“The Johnstown calamity”

"The Johnstown calamity. A slightly damaged house." Photo by George Barker, 1889. Photo courtesy of the Library of Congress.

I ran across this photograph from the Library of Congress newsletter and thought I’d share it with you. I’ve seen plenty of devastation photographs, but this one is unique. I’ve never seen anything like it.

When I looked up the tragedy on the Internet, I was surprised to learn that the Johnstown, Pennsylvania calamity was caused by a flood, rather than from a tornado, as I had previously thought.

A dam holding back an eight by three mile wide mountain lake broke and almost completely wiped out a city of 25,000 residents. For a summary and a New York Times account of the disaster, go to an account of the Johnstown calamity.

If you look closely, that looks to be a Pennsylvania Rail Road car underneath the house. You’ll note the initials “P.R.R.”. Apparently, Johnstown was an important hub for the railway, according to the article, “How Johnstown Made Its Living, Part 2”.

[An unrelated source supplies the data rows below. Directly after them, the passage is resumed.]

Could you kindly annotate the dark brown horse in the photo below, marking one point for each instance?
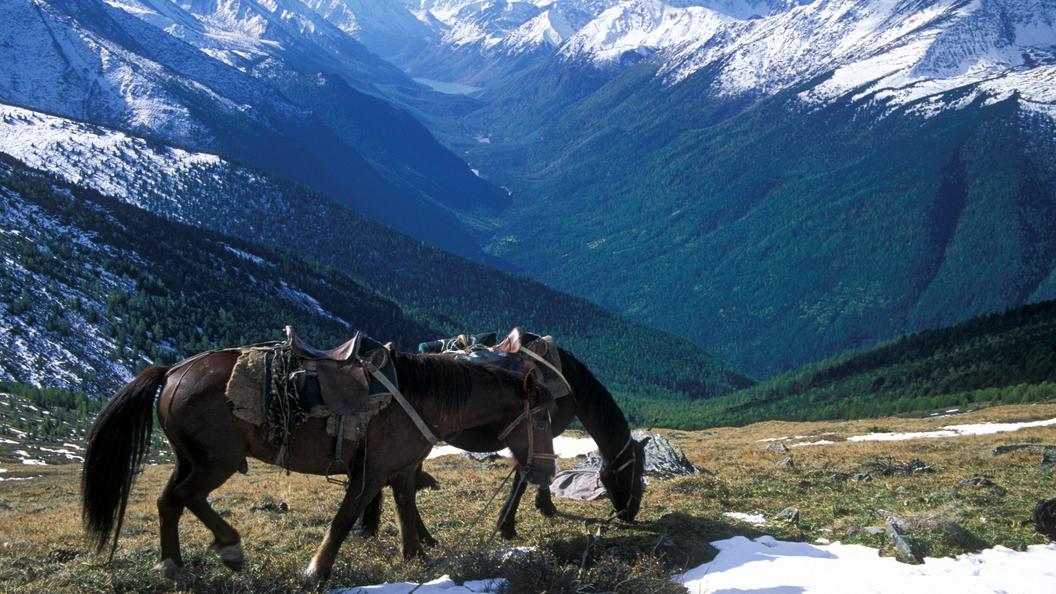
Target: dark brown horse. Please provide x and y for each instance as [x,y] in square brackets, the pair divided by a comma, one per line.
[210,444]
[623,457]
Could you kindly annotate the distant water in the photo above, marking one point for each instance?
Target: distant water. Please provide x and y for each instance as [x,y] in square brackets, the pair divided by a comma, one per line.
[449,88]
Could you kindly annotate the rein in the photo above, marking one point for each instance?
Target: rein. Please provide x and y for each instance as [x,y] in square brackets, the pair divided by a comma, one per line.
[399,397]
[531,433]
[630,496]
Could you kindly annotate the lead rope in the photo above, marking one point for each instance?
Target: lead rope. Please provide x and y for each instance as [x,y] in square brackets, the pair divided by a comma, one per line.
[450,558]
[524,477]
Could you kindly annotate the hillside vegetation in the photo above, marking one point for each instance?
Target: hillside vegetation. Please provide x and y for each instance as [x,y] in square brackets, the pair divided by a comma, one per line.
[949,497]
[95,279]
[997,358]
[774,233]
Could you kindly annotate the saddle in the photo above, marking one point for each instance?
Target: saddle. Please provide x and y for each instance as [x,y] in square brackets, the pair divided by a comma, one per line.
[340,378]
[520,351]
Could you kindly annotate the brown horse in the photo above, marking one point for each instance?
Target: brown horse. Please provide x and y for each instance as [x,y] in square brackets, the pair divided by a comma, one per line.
[210,444]
[621,472]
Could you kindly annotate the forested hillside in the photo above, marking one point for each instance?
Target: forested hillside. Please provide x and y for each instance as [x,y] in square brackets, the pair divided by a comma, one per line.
[1007,357]
[91,275]
[776,233]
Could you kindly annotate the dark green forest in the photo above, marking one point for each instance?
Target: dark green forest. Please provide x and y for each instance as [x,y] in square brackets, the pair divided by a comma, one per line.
[998,358]
[775,233]
[186,290]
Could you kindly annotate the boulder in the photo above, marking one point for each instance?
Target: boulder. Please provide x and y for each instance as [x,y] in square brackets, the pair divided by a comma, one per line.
[663,460]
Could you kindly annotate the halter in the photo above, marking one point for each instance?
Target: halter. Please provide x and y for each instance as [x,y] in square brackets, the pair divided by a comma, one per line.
[634,458]
[531,433]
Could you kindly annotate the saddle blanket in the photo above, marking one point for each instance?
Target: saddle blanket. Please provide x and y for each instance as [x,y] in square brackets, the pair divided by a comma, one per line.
[578,483]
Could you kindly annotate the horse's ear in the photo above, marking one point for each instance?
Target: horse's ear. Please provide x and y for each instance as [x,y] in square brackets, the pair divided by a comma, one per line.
[530,382]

The town did rebuild, by the way, and celebrated the calamity’s 100th anniversary in 1989, according to the “calamity” article.

A note regarding the photograph: The original was very dull and without much contrast, so I lightened it up some and added some contrast to make it more appealing, at least as appealing as a disaster photograph can be.

2 Comments (+add yours?)

  1. MargeKatherine
    Mar 15, 2012 @ 11:56:20

    I’ve heard about this flood before. Don’t you love learning about history and then seeing photos that makes it all come alive again?!


    • Cris
      Mar 15, 2012 @ 22:27:37

      Yes, it’s kind of fun, but sad, too, because so much of recorded history is about sad things. It even inspired me to look around a little bit more, too.

      I had never heard of the flood before so it was kind of an eye-opener, to be sure.